Christ knew what she’d already told Treiger, and what Treiger would do, which was why they were both being watched twenty-four hours aday. The activity reports had shown nothing more suspicious than visits to friends’ houses for dinner – all very twinky. Which, in itself, was suspicious. Wouldn’t be long now till the game was up, thought North. The final curtain. But, until then, he had to keep a grip on things.

Eventually he found what he was looking for. The record of the deal with Hydrabull Investments, consisting of a wadge of documents, some on Hydrabull letterhead, which provided contact details for the Company Chairman, Prince Abdul. Checking his watch for the time difference – early evening over there – he picked up a telephone receiver and started dialling.

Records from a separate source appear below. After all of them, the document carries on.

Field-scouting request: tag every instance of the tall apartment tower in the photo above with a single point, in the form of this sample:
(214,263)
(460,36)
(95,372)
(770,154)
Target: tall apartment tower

‘Can I speak to Prince Abdul?’ he demanded when the phone was finally answered after much clicking and long-distance signals.

‘Just hold on.’

There was a lengthy pause, during which North gazed into mid-distance, lips pursed with impatience.

Then at the other end, ‘Who is calling?’

‘John Acker from the Wall Street Journal.’ The name tripped out with ease of practice.

There was another long pause before a voice came on the line. ‘How may I help?’

It was a public school voice – upper-class Indian twit, no doubt. ‘John Acker, Wall Street Journal, Prince Abdul,’ he said. ‘Sorry to disturb your evening. I’m just researching a story on Starwear.’